On some important issues, those leaders who are comfortable with the passion of management may act without serious scrutiny from burned out GBC sādhus, confirming the iron law of oligarchy. The most active managers tend to be the most inclined to management, and thus the most passionate, according to the principles of varṇa. Being more passionate, they are less objective, according to Bhagavad-gītā 18.31. Thus the quality of decisions declines from goodness to passion.
When flawed, passionate decisions are pushed through by the few, devotees leave ISKCON or distance themselves from direct ISKCON affairs, since GBC law and tradition offer few practical, reliable procedures for regular devotees to challenge or redress GBC blunders or injustice.
For these reasons, ISKCON cannot depend only on the purity of GBCs to ensure that Prabhupada’s mission is managed with justice, efficiency, and transparency.
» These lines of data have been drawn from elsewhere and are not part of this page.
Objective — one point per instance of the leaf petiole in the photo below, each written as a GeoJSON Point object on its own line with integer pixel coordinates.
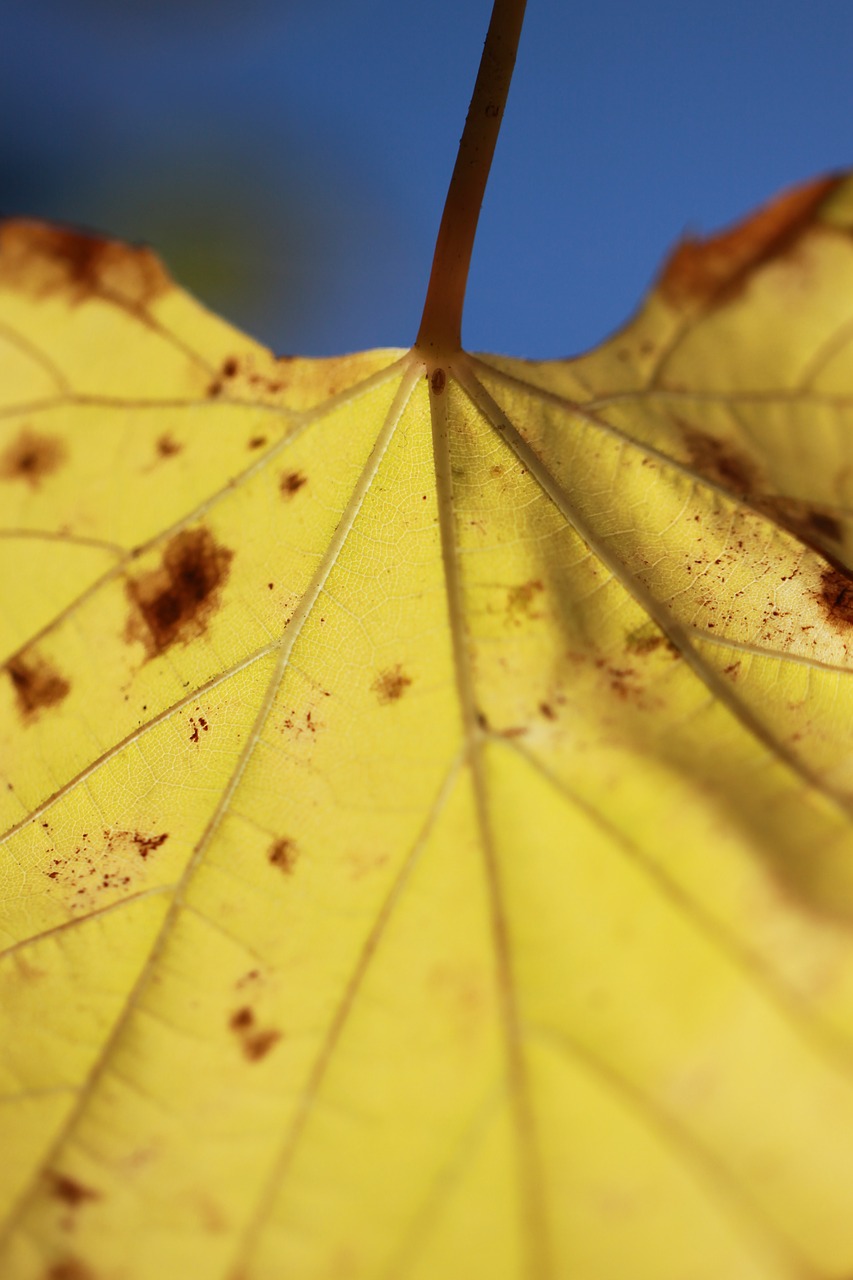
{"type": "Point", "coordinates": [441, 327]}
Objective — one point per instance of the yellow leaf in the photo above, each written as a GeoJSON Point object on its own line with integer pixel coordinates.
{"type": "Point", "coordinates": [427, 785]}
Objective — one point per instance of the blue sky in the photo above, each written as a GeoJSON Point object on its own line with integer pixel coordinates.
{"type": "Point", "coordinates": [292, 158]}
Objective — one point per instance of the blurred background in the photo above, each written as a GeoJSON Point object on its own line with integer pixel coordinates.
{"type": "Point", "coordinates": [290, 159]}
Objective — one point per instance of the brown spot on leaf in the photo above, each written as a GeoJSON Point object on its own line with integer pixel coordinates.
{"type": "Point", "coordinates": [291, 483]}
{"type": "Point", "coordinates": [836, 597]}
{"type": "Point", "coordinates": [391, 684]}
{"type": "Point", "coordinates": [37, 685]}
{"type": "Point", "coordinates": [31, 457]}
{"type": "Point", "coordinates": [283, 854]}
{"type": "Point", "coordinates": [69, 1191]}
{"type": "Point", "coordinates": [42, 260]}
{"type": "Point", "coordinates": [167, 447]}
{"type": "Point", "coordinates": [146, 845]}
{"type": "Point", "coordinates": [520, 599]}
{"type": "Point", "coordinates": [714, 270]}
{"type": "Point", "coordinates": [255, 1043]}
{"type": "Point", "coordinates": [174, 602]}
{"type": "Point", "coordinates": [720, 461]}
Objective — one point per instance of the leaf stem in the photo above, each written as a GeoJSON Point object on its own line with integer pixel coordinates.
{"type": "Point", "coordinates": [441, 327]}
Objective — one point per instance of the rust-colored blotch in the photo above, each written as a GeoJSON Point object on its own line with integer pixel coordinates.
{"type": "Point", "coordinates": [45, 261]}
{"type": "Point", "coordinates": [715, 270]}
{"type": "Point", "coordinates": [174, 602]}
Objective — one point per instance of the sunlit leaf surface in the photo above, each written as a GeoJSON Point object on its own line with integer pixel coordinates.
{"type": "Point", "coordinates": [427, 801]}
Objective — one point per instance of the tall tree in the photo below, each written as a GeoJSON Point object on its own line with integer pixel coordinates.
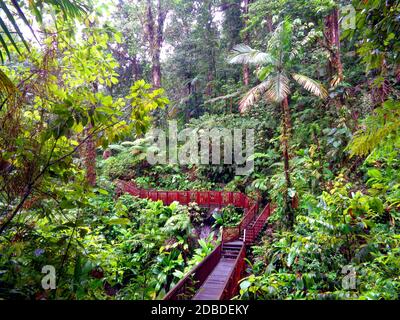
{"type": "Point", "coordinates": [153, 27]}
{"type": "Point", "coordinates": [276, 69]}
{"type": "Point", "coordinates": [332, 40]}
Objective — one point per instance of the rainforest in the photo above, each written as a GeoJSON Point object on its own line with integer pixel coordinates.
{"type": "Point", "coordinates": [199, 150]}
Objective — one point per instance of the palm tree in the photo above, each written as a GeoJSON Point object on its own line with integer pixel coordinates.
{"type": "Point", "coordinates": [275, 71]}
{"type": "Point", "coordinates": [10, 30]}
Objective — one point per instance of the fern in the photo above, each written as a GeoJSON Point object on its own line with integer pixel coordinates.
{"type": "Point", "coordinates": [378, 129]}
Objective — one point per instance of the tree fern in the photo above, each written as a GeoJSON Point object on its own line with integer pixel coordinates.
{"type": "Point", "coordinates": [378, 128]}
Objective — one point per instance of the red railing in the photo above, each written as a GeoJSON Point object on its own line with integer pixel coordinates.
{"type": "Point", "coordinates": [202, 198]}
{"type": "Point", "coordinates": [231, 285]}
{"type": "Point", "coordinates": [248, 217]}
{"type": "Point", "coordinates": [253, 230]}
{"type": "Point", "coordinates": [195, 278]}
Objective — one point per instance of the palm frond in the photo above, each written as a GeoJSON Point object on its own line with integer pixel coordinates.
{"type": "Point", "coordinates": [311, 85]}
{"type": "Point", "coordinates": [279, 89]}
{"type": "Point", "coordinates": [8, 90]}
{"type": "Point", "coordinates": [9, 26]}
{"type": "Point", "coordinates": [243, 54]}
{"type": "Point", "coordinates": [253, 95]}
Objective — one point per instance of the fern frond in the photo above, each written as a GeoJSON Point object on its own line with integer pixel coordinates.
{"type": "Point", "coordinates": [243, 54]}
{"type": "Point", "coordinates": [279, 89]}
{"type": "Point", "coordinates": [253, 95]}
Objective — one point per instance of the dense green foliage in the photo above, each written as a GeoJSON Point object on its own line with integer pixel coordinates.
{"type": "Point", "coordinates": [82, 83]}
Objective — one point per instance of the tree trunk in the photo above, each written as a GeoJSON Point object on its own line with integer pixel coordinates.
{"type": "Point", "coordinates": [90, 157]}
{"type": "Point", "coordinates": [89, 149]}
{"type": "Point", "coordinates": [153, 30]}
{"type": "Point", "coordinates": [246, 40]}
{"type": "Point", "coordinates": [286, 127]}
{"type": "Point", "coordinates": [332, 39]}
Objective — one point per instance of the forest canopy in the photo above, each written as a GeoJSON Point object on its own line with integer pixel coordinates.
{"type": "Point", "coordinates": [305, 94]}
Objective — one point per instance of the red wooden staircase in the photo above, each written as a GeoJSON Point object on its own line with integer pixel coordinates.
{"type": "Point", "coordinates": [218, 275]}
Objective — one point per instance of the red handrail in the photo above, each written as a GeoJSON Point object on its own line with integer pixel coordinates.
{"type": "Point", "coordinates": [254, 230]}
{"type": "Point", "coordinates": [203, 198]}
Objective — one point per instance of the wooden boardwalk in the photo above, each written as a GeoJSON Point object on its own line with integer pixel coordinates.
{"type": "Point", "coordinates": [217, 276]}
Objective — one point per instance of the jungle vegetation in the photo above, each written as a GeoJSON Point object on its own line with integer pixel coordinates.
{"type": "Point", "coordinates": [82, 82]}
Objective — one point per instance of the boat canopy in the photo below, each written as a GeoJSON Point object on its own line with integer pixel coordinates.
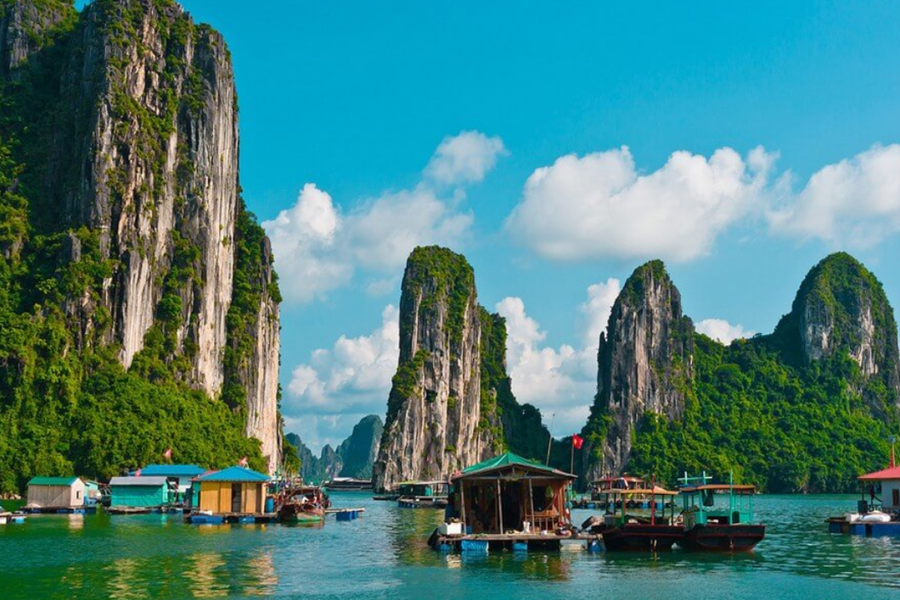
{"type": "Point", "coordinates": [718, 487]}
{"type": "Point", "coordinates": [892, 473]}
{"type": "Point", "coordinates": [656, 490]}
{"type": "Point", "coordinates": [504, 465]}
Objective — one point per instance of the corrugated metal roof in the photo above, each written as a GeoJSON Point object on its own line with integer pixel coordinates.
{"type": "Point", "coordinates": [235, 474]}
{"type": "Point", "coordinates": [171, 470]}
{"type": "Point", "coordinates": [141, 481]}
{"type": "Point", "coordinates": [52, 480]}
{"type": "Point", "coordinates": [510, 459]}
{"type": "Point", "coordinates": [890, 473]}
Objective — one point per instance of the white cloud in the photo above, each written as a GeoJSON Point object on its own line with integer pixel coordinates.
{"type": "Point", "coordinates": [855, 202]}
{"type": "Point", "coordinates": [353, 377]}
{"type": "Point", "coordinates": [600, 206]}
{"type": "Point", "coordinates": [319, 248]}
{"type": "Point", "coordinates": [722, 330]}
{"type": "Point", "coordinates": [465, 158]}
{"type": "Point", "coordinates": [560, 381]}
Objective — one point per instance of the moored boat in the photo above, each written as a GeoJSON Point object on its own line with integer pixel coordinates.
{"type": "Point", "coordinates": [422, 494]}
{"type": "Point", "coordinates": [624, 529]}
{"type": "Point", "coordinates": [303, 504]}
{"type": "Point", "coordinates": [876, 515]}
{"type": "Point", "coordinates": [713, 527]}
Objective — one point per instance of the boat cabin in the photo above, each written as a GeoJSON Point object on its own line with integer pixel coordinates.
{"type": "Point", "coordinates": [52, 493]}
{"type": "Point", "coordinates": [180, 475]}
{"type": "Point", "coordinates": [888, 480]}
{"type": "Point", "coordinates": [139, 493]}
{"type": "Point", "coordinates": [423, 489]}
{"type": "Point", "coordinates": [510, 493]}
{"type": "Point", "coordinates": [700, 505]}
{"type": "Point", "coordinates": [233, 491]}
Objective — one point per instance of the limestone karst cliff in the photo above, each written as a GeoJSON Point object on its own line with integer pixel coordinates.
{"type": "Point", "coordinates": [644, 362]}
{"type": "Point", "coordinates": [125, 220]}
{"type": "Point", "coordinates": [805, 408]}
{"type": "Point", "coordinates": [451, 403]}
{"type": "Point", "coordinates": [433, 424]}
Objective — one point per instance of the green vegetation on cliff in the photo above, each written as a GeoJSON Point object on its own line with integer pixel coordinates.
{"type": "Point", "coordinates": [66, 403]}
{"type": "Point", "coordinates": [759, 407]}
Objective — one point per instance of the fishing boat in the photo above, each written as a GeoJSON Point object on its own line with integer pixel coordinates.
{"type": "Point", "coordinates": [876, 515]}
{"type": "Point", "coordinates": [712, 526]}
{"type": "Point", "coordinates": [624, 529]}
{"type": "Point", "coordinates": [423, 494]}
{"type": "Point", "coordinates": [302, 504]}
{"type": "Point", "coordinates": [348, 484]}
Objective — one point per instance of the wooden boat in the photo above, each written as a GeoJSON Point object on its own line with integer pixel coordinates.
{"type": "Point", "coordinates": [875, 515]}
{"type": "Point", "coordinates": [622, 529]}
{"type": "Point", "coordinates": [304, 504]}
{"type": "Point", "coordinates": [348, 484]}
{"type": "Point", "coordinates": [422, 494]}
{"type": "Point", "coordinates": [712, 528]}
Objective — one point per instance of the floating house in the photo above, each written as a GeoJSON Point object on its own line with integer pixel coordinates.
{"type": "Point", "coordinates": [55, 493]}
{"type": "Point", "coordinates": [138, 494]}
{"type": "Point", "coordinates": [234, 492]}
{"type": "Point", "coordinates": [506, 502]}
{"type": "Point", "coordinates": [180, 475]}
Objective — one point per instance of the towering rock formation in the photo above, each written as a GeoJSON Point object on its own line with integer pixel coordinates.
{"type": "Point", "coordinates": [435, 424]}
{"type": "Point", "coordinates": [841, 307]}
{"type": "Point", "coordinates": [644, 365]}
{"type": "Point", "coordinates": [138, 178]}
{"type": "Point", "coordinates": [358, 451]}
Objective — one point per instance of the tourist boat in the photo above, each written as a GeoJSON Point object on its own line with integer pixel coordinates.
{"type": "Point", "coordinates": [422, 494]}
{"type": "Point", "coordinates": [712, 527]}
{"type": "Point", "coordinates": [303, 504]}
{"type": "Point", "coordinates": [875, 516]}
{"type": "Point", "coordinates": [623, 529]}
{"type": "Point", "coordinates": [348, 484]}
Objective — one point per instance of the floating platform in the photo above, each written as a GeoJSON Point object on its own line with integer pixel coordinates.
{"type": "Point", "coordinates": [863, 528]}
{"type": "Point", "coordinates": [231, 518]}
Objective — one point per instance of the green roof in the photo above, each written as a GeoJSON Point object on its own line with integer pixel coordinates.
{"type": "Point", "coordinates": [52, 480]}
{"type": "Point", "coordinates": [509, 459]}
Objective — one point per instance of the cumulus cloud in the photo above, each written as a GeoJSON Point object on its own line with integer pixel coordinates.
{"type": "Point", "coordinates": [319, 247]}
{"type": "Point", "coordinates": [560, 381]}
{"type": "Point", "coordinates": [352, 377]}
{"type": "Point", "coordinates": [855, 202]}
{"type": "Point", "coordinates": [601, 206]}
{"type": "Point", "coordinates": [722, 330]}
{"type": "Point", "coordinates": [465, 158]}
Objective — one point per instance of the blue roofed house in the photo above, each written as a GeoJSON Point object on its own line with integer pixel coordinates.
{"type": "Point", "coordinates": [234, 490]}
{"type": "Point", "coordinates": [181, 475]}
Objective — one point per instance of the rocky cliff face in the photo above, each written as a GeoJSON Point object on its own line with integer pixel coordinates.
{"type": "Point", "coordinates": [644, 365]}
{"type": "Point", "coordinates": [434, 421]}
{"type": "Point", "coordinates": [841, 307]}
{"type": "Point", "coordinates": [141, 175]}
{"type": "Point", "coordinates": [358, 451]}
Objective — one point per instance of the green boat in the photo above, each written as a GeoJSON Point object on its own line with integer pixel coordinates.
{"type": "Point", "coordinates": [715, 527]}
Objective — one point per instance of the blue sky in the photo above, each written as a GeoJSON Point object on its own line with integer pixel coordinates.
{"type": "Point", "coordinates": [356, 97]}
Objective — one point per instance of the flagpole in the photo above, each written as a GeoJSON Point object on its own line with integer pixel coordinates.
{"type": "Point", "coordinates": [550, 438]}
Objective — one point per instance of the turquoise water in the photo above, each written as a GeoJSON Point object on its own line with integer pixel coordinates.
{"type": "Point", "coordinates": [384, 555]}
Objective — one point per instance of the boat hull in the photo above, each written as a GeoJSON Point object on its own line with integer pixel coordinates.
{"type": "Point", "coordinates": [723, 538]}
{"type": "Point", "coordinates": [638, 537]}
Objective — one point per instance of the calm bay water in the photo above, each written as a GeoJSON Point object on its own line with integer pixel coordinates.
{"type": "Point", "coordinates": [384, 555]}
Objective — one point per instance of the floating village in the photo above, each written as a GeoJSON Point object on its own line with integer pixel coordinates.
{"type": "Point", "coordinates": [505, 504]}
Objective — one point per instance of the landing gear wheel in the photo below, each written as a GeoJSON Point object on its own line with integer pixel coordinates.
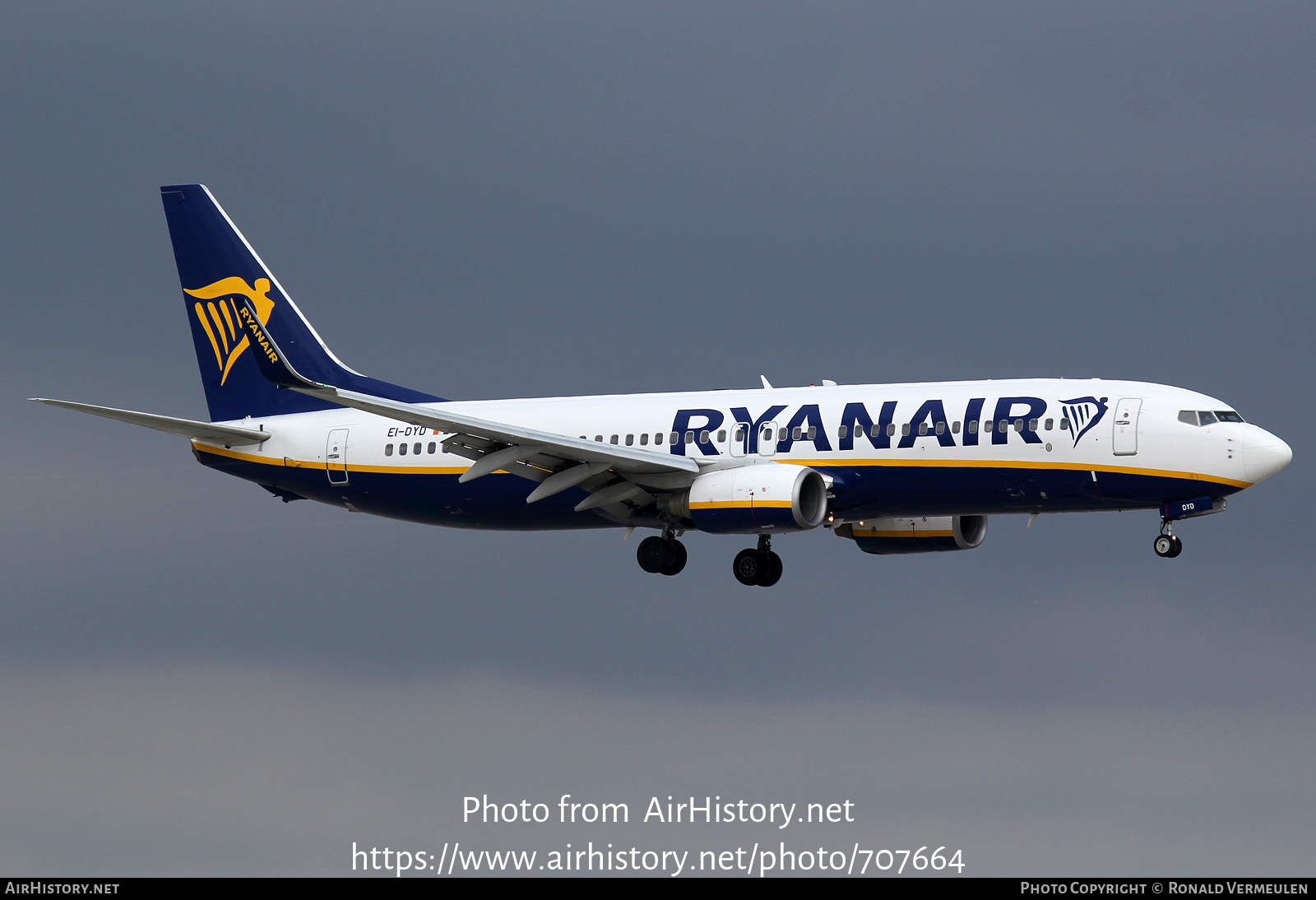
{"type": "Point", "coordinates": [1168, 546]}
{"type": "Point", "coordinates": [772, 570]}
{"type": "Point", "coordinates": [656, 555]}
{"type": "Point", "coordinates": [749, 566]}
{"type": "Point", "coordinates": [678, 558]}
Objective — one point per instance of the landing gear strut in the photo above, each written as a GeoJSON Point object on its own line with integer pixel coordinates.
{"type": "Point", "coordinates": [662, 555]}
{"type": "Point", "coordinates": [1166, 545]}
{"type": "Point", "coordinates": [758, 564]}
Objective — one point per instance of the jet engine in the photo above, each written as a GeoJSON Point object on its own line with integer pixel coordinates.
{"type": "Point", "coordinates": [760, 499]}
{"type": "Point", "coordinates": [921, 535]}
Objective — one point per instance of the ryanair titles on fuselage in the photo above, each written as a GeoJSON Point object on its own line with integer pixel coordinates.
{"type": "Point", "coordinates": [1024, 416]}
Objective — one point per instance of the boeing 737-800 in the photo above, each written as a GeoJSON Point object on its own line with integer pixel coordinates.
{"type": "Point", "coordinates": [892, 467]}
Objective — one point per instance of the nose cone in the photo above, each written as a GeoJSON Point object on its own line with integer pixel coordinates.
{"type": "Point", "coordinates": [1263, 454]}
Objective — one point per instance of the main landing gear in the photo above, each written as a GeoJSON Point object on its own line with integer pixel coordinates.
{"type": "Point", "coordinates": [662, 555]}
{"type": "Point", "coordinates": [1166, 545]}
{"type": "Point", "coordinates": [758, 564]}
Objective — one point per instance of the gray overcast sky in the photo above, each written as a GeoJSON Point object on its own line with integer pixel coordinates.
{"type": "Point", "coordinates": [490, 200]}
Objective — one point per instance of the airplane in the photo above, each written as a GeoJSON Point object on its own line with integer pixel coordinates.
{"type": "Point", "coordinates": [895, 469]}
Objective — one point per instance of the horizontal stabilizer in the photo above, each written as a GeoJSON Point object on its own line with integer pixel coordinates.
{"type": "Point", "coordinates": [182, 427]}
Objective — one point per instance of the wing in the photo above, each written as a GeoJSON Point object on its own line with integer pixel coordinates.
{"type": "Point", "coordinates": [225, 434]}
{"type": "Point", "coordinates": [612, 474]}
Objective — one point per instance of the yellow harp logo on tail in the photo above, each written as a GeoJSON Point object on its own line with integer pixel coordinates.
{"type": "Point", "coordinates": [220, 320]}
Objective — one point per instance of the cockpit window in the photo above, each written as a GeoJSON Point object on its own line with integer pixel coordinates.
{"type": "Point", "coordinates": [1208, 417]}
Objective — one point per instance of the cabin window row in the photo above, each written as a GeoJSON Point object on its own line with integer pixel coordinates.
{"type": "Point", "coordinates": [940, 428]}
{"type": "Point", "coordinates": [415, 449]}
{"type": "Point", "coordinates": [799, 434]}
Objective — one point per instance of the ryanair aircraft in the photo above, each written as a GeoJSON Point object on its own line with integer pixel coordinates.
{"type": "Point", "coordinates": [892, 467]}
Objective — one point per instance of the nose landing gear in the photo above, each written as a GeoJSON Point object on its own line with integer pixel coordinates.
{"type": "Point", "coordinates": [661, 555]}
{"type": "Point", "coordinates": [1166, 545]}
{"type": "Point", "coordinates": [758, 564]}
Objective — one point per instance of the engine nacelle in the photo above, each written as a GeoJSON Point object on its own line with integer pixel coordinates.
{"type": "Point", "coordinates": [765, 498]}
{"type": "Point", "coordinates": [923, 535]}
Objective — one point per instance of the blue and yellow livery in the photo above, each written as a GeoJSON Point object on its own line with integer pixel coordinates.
{"type": "Point", "coordinates": [892, 467]}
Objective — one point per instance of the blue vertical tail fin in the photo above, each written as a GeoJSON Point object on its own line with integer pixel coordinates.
{"type": "Point", "coordinates": [220, 274]}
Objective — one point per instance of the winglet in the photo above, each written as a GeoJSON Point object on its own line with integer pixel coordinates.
{"type": "Point", "coordinates": [273, 364]}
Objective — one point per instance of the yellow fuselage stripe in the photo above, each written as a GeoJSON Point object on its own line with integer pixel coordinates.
{"type": "Point", "coordinates": [820, 463]}
{"type": "Point", "coordinates": [1017, 463]}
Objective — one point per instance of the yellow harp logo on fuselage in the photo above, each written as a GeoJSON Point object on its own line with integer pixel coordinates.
{"type": "Point", "coordinates": [221, 322]}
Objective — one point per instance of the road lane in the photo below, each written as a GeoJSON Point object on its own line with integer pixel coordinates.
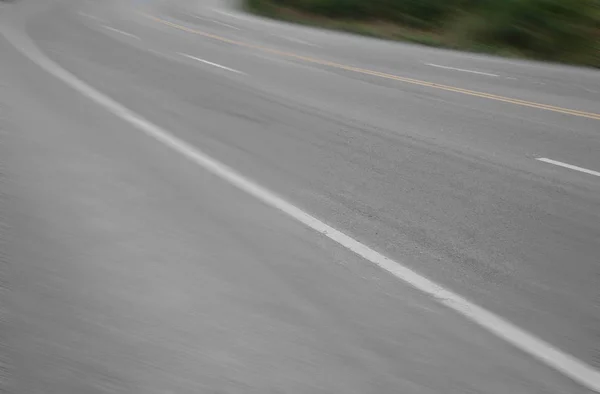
{"type": "Point", "coordinates": [285, 148]}
{"type": "Point", "coordinates": [135, 271]}
{"type": "Point", "coordinates": [410, 201]}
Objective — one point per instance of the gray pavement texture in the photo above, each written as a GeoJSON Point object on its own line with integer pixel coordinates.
{"type": "Point", "coordinates": [126, 268]}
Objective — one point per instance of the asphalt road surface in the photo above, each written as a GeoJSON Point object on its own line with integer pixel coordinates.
{"type": "Point", "coordinates": [129, 268]}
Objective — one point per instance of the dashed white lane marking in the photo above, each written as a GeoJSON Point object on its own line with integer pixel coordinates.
{"type": "Point", "coordinates": [521, 339]}
{"type": "Point", "coordinates": [569, 166]}
{"type": "Point", "coordinates": [297, 40]}
{"type": "Point", "coordinates": [210, 63]}
{"type": "Point", "coordinates": [216, 22]}
{"type": "Point", "coordinates": [461, 69]}
{"type": "Point", "coordinates": [121, 32]}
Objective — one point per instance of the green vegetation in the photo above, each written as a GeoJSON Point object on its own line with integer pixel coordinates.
{"type": "Point", "coordinates": [556, 30]}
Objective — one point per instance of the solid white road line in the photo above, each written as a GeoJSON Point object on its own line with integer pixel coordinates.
{"type": "Point", "coordinates": [89, 16]}
{"type": "Point", "coordinates": [569, 166]}
{"type": "Point", "coordinates": [121, 32]}
{"type": "Point", "coordinates": [528, 343]}
{"type": "Point", "coordinates": [210, 63]}
{"type": "Point", "coordinates": [297, 40]}
{"type": "Point", "coordinates": [461, 69]}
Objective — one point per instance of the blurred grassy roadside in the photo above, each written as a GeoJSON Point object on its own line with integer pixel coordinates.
{"type": "Point", "coordinates": [565, 31]}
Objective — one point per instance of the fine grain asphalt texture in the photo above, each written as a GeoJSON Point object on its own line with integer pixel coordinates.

As Prabhupada stated, ISKCON needs a proper constitution. And even the GBC must obey it. Such a constitution would authorize emergency measures in cases of true emergency. Thus constitutional management would preserve the agility necessary to deal with extreme cases.
Given these facts—that ultimate managers are not always ultimately pure; that power tends to lessen empathy; that saintly GBCs often avoid heavy GBC issues and cede power by default to passionate managers; that oligarchies tend to seek ever greater power—ISKCON must guard against the corruption and tyranny that ruin a free brahminical society.
History, śāstra, social science, and Prabhupada himself all teach us that to avoid or at least lessen the above problems, ISKCON must establish a proper constitution that all ISKCON members must follow.